Approach to Myoclonus: Clinical Evaluation and Management
Initial Clinical Characterization
Begin by determining whether the myoclonus is epileptic or non-epileptic, as this fundamentally changes your diagnostic and therapeutic approach. 1, 2
Key Clinical Features to Document
- Timing and distribution: Note whether jerks occur at rest, with posture maintenance, or during action; document if they are focal, segmental, or generalized 3
- Duration and pattern: Myoclonus consists of sudden, brief, lightning-like jerks lasting only a fraction of a second 4, 5
- Consciousness: Preserved consciousness during episodes distinguishes myoclonus from epileptic events 4
- Triggers: Identify specific precipitants including excitement, frustration, postural changes, sensory stimuli, or specific movements (kinesigenic forms) 4
- Age of onset and family history: Essential for narrowing differential diagnoses 3
Critical Distinction: Myoclonus vs Status Myoclonus
Status myoclonus (continuous, repetitive myoclonic jerks lasting >30 minutes) within 72 hours after cardiac arrest predicts poor neurological outcome with 0% false positive rate, while isolated myoclonus has an unacceptable 5-11% false positive rate and should NOT be used alone for prognostication. 6
Differential Diagnoses by Context
Post-Cardiac Arrest Setting
- Status myoclonus: Continuous generalized jerking within 72-120 hours post-arrest indicates poor prognosis (0% FPR) 6
- Lance-Adams syndrome: Early-onset prolonged myoclonus that evolves into chronic action myoclonus with potential good recovery 6, 1
- Cortical vs subcortical: Distinguish using EEG—cortical has epileptiform correlates, subcortical does not 4
Physiological Classification (Most Clinically Useful)

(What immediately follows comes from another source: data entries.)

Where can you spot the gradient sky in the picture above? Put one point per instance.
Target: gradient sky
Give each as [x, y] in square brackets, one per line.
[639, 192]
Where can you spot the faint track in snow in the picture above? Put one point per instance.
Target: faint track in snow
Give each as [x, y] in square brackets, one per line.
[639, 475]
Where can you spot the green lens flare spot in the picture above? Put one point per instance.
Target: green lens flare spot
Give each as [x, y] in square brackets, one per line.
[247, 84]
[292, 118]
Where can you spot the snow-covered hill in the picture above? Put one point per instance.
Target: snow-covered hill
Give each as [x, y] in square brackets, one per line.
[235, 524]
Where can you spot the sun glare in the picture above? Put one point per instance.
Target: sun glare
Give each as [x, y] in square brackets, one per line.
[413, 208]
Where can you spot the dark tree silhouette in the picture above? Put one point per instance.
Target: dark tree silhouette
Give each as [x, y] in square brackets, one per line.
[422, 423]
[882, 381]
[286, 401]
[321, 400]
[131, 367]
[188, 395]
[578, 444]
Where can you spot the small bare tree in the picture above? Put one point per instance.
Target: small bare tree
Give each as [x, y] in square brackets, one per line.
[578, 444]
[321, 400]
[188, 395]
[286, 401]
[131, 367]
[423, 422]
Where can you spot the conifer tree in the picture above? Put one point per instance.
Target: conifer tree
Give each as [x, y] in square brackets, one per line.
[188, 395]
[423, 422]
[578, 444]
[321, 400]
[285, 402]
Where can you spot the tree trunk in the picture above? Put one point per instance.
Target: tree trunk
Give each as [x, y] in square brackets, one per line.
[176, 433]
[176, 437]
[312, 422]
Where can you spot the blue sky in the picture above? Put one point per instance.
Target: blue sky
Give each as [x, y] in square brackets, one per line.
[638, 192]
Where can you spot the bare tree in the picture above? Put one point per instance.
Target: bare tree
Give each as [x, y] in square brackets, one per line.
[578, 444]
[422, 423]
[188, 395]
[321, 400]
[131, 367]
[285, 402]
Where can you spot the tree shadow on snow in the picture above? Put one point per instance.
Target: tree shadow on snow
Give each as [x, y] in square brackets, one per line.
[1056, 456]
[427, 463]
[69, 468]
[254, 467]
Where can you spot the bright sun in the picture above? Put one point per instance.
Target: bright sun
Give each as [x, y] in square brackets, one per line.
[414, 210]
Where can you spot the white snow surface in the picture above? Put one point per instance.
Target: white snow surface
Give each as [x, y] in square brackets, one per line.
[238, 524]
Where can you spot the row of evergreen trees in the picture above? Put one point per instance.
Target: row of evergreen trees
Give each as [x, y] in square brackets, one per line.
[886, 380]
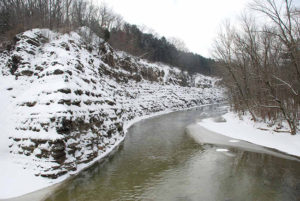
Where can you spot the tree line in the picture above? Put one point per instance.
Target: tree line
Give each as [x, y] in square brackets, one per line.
[260, 62]
[66, 15]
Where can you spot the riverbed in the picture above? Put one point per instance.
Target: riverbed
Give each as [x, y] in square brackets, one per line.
[160, 161]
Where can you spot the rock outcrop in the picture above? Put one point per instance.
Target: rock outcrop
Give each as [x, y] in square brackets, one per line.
[72, 98]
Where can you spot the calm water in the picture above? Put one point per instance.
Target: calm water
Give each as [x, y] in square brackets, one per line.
[158, 161]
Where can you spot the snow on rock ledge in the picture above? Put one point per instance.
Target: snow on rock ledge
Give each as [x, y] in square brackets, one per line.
[67, 99]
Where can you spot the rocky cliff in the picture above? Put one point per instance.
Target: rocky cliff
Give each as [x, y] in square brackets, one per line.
[69, 95]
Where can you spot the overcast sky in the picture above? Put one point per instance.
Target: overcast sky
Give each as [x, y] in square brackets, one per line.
[196, 22]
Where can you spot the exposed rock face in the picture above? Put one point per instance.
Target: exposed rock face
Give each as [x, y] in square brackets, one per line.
[72, 98]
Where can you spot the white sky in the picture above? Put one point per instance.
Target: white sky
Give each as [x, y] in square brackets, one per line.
[196, 22]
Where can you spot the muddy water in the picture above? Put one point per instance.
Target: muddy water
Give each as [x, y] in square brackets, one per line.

- Cortical myoclonus: Brief, focal jerks with EEG correlates; commonly occurs with continuous cortical background activity 4, 2
- Subcortical myoclonus: No EEG correlate; key distinguishing feature 4
- Cortical-subcortical: Occurs "in lockstep" with epileptiform abnormalities like burst suppression 4
- Brainstem myoclonus: Requires specific clinical and electrophysiological features 2
- Spinal/segmental myoclonus: Focal, does not respond to antiepileptic drugs 2, 7
- Peripheral myoclonus: Focal involvement 7
Etiological Considerations
- Infectious: Viral encephalitis (measles with 1:1 EEG-jerk relationship), Nipah virus, JC virus/PML 5
- Iatrogenic: Review medications (opiates) and metabolic derangements (hepatic/renal failure) 2
- Epileptic syndromes: Juvenile myoclonic epilepsy, myoclonic seizures 5, 7
- Genetic: Myoclonus-dystonia and other hereditary forms 8
- Functional: Propriospinal myoclonus (controversial etiology, often functional) 2
Movements to Differentiate From Myoclonus
- Tics: More complex pattern, can be temporarily suppressed 4
- Convulsive syncope: Movements occur after loss of consciousness, not as primary symptom 4
- Hyperekplexia: Triggered specifically by sudden noise/touch with excessive startle response 4
- Tonic seizures: Sustained muscle contractions rather than brief jerks 5
Essential Investigations
Electrophysiological Studies (Highest Priority)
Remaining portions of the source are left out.